LP Magazine – In Search of…Lawyers and Clients (For 2019 and Beyond)
Perhaps life has really been about search all along. We search for the right job, the right spouse, the right schools, the right restaurants, pretty much the right everything. So Google has either made searching easier, or harder, depending on how you look at it.
In today’s legal marketplace, as lawyers, we want to make sure that we can be found by those doing the searching. What complicates things for people like me in the “law marketing biz” is that the methods, tools, tricks and rules keep changing—those pesky algorithms—meaning that you need some sort of online PhD to keep your law firm clients on track, so they can be found by their prospective clients. So it made sense for me to address this fluid subject matter in my November/December 2018 ABA Law Practice Magazine column, In Search of…Lawyers and Clients (For 2019 and Beyond).

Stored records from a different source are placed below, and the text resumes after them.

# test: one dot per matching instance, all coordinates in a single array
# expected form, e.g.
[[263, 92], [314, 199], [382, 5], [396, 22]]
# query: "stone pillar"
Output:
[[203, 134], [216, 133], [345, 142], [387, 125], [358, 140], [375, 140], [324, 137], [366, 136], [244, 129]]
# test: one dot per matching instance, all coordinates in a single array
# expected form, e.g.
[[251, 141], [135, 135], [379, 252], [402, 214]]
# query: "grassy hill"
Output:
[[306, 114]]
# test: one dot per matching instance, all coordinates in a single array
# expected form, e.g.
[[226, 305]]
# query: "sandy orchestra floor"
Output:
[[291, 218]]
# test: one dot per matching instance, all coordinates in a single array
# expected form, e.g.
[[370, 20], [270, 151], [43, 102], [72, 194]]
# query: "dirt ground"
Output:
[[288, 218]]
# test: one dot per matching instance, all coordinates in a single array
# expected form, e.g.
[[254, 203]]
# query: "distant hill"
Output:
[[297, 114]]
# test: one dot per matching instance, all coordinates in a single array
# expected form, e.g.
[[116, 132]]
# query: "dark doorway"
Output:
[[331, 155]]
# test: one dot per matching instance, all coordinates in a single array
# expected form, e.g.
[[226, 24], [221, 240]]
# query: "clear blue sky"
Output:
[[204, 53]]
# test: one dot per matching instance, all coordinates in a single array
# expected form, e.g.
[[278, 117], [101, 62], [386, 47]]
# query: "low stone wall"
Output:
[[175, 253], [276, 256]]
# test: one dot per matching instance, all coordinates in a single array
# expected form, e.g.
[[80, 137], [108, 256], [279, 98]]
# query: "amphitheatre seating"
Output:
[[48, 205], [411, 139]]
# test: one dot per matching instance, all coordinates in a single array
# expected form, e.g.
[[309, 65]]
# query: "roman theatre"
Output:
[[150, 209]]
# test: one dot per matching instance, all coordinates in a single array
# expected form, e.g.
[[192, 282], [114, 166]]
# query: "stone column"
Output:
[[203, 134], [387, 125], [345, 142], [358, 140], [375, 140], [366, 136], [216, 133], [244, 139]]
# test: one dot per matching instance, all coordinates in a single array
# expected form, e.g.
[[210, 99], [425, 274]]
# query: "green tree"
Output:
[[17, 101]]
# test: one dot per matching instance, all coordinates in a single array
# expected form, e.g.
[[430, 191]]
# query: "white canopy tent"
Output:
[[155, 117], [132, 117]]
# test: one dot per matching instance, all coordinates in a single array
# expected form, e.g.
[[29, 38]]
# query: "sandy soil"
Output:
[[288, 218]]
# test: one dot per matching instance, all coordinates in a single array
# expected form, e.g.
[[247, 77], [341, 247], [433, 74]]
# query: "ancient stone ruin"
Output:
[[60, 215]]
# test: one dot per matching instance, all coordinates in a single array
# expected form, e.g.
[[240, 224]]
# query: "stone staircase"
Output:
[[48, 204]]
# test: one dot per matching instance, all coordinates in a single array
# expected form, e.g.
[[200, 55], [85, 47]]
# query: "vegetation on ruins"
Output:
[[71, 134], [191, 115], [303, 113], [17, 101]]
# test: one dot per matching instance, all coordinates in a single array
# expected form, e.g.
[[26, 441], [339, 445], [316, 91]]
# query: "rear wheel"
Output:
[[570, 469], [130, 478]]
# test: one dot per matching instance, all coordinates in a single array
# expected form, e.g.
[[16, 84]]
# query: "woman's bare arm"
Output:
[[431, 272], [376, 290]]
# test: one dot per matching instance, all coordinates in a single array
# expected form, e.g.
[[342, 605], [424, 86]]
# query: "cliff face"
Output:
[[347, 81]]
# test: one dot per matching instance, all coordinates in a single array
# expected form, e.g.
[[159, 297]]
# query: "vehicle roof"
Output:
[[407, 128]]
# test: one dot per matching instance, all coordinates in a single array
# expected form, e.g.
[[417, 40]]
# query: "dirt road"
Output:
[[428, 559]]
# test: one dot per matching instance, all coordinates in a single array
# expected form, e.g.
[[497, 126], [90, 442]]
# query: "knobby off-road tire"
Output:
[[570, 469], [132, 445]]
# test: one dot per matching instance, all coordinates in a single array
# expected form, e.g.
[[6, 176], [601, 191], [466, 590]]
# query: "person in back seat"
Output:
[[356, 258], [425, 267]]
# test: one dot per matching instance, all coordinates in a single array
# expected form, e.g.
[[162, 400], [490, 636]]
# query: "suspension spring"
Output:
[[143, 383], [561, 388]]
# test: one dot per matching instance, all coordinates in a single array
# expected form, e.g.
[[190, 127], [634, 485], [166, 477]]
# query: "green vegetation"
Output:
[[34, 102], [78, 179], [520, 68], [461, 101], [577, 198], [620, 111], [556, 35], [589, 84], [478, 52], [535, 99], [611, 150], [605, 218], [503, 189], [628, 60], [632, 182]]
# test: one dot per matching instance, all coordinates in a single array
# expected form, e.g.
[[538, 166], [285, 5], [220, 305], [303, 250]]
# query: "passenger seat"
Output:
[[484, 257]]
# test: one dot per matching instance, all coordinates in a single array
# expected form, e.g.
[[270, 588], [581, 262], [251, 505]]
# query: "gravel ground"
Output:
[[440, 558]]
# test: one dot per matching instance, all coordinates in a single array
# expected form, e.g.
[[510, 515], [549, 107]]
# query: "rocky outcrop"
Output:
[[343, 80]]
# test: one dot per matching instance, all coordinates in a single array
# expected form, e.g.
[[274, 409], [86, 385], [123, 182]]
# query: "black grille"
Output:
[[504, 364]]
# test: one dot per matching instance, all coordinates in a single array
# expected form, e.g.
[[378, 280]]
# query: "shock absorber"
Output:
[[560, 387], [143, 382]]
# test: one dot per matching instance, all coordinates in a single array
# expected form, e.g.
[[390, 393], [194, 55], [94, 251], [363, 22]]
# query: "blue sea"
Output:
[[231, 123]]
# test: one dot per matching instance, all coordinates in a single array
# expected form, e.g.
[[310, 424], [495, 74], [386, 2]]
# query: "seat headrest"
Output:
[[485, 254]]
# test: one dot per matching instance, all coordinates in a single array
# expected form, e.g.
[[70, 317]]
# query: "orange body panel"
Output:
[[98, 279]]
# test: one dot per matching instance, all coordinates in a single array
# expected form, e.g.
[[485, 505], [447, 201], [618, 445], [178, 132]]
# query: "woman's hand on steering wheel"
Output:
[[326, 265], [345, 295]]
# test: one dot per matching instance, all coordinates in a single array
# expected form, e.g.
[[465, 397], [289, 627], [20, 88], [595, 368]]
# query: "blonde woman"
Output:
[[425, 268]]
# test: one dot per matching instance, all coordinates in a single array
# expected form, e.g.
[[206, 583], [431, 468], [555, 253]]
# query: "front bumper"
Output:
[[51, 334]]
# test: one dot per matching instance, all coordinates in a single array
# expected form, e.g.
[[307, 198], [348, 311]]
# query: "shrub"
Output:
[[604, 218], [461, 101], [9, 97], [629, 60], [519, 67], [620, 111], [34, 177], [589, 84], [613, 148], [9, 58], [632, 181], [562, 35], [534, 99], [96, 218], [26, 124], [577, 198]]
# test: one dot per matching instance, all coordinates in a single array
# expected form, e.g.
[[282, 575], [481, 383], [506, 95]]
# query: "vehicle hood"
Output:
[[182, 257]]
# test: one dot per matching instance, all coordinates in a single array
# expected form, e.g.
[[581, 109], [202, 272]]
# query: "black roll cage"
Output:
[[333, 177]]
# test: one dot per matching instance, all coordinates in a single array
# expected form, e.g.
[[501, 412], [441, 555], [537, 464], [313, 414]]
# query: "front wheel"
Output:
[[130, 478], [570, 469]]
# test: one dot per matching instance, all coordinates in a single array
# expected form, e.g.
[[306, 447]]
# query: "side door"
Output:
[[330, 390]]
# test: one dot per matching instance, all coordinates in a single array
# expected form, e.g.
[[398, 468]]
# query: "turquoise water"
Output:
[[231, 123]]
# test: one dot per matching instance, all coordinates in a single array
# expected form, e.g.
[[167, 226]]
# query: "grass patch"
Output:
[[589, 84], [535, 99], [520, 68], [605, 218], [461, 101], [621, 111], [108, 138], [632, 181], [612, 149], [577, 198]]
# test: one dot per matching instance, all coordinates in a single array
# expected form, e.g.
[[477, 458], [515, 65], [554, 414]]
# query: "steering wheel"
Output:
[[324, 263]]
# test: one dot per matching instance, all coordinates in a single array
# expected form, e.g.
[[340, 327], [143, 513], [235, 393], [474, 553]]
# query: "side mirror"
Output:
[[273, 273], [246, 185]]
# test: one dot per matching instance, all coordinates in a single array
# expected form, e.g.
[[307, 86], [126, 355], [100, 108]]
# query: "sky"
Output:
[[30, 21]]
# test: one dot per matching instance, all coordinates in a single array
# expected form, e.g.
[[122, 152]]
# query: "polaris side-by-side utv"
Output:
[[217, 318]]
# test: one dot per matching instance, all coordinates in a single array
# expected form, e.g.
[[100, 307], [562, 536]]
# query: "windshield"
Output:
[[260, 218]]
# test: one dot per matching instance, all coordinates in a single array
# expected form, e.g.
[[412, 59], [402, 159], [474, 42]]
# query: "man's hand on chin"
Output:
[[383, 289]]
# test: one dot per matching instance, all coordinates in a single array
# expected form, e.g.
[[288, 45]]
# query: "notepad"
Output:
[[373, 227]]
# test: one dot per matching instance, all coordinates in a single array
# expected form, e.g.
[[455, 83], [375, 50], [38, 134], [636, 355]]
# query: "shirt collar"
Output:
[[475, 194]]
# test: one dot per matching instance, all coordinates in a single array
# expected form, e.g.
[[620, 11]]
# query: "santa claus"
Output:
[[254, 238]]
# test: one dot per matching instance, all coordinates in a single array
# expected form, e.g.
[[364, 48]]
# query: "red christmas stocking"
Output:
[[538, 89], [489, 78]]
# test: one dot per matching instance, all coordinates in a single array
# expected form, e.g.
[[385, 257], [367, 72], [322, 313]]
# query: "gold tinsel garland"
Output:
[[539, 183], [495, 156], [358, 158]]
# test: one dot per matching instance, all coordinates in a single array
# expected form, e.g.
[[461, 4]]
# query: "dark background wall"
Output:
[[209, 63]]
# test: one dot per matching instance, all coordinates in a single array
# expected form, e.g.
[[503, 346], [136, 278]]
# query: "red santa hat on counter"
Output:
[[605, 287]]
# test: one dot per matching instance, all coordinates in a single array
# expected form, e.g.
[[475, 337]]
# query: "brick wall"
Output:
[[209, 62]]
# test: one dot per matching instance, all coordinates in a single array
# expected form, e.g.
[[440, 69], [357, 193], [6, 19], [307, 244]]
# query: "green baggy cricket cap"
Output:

As is the case with most of my marketing columns, the topic finds me. Every day, I’m working and talking with different attorneys at different law firms in different parts of the country—and whatever topic comes up the most is often my next column. A few conversations on the most effective search mechanisms left my head spinning. I’m not going to lie about it either. I had no idea what newsjacking or hyperlocalization or geo-fencing was. I did not know all the nuances of what could and could not go into various forms of Facebook advertising. And focusing on things like “snippets” in Google definitely helped me steer some of my law firms in the right direction.
So I did what any smart person does by getting lessons from people that know much more than me. And now I know…and if you read the column, so do you. My key sources were Tim Stanley, the Justia CEO and original creator of Findlaw, and Laurence Banville, a partner at AG Conexus, a digital marketing strategies company in Philadelphia. I’ve known Tim for nearly 20 years. As I usually say to the many law firms I send to him and his partner-in-crime Stacy Stern, whatever they tell you—just do it. Don’t argue or say you heard differently from someone else. I know and trust Tim and the Justia team. Laurence works with many aggressive plaintiffs’ firms on equally aggressive online strategies—and I find myself taking notes while having one of our occasion “catch up” coffees. Like rapidly changing areas of the law, you need to stay up to date—because yesterday’s answers are probably wrong. Of course, this means there will be things you read in my column that are already slightly out of date—such is the world of print and hard copy—but certainly a good lesson on newer tactics and the directions that “search” might take you down the road. For many law firms, it is imperative that you are looking at your SEO and related search strategies often to make sure you are spending time and money on the right things and in the right places.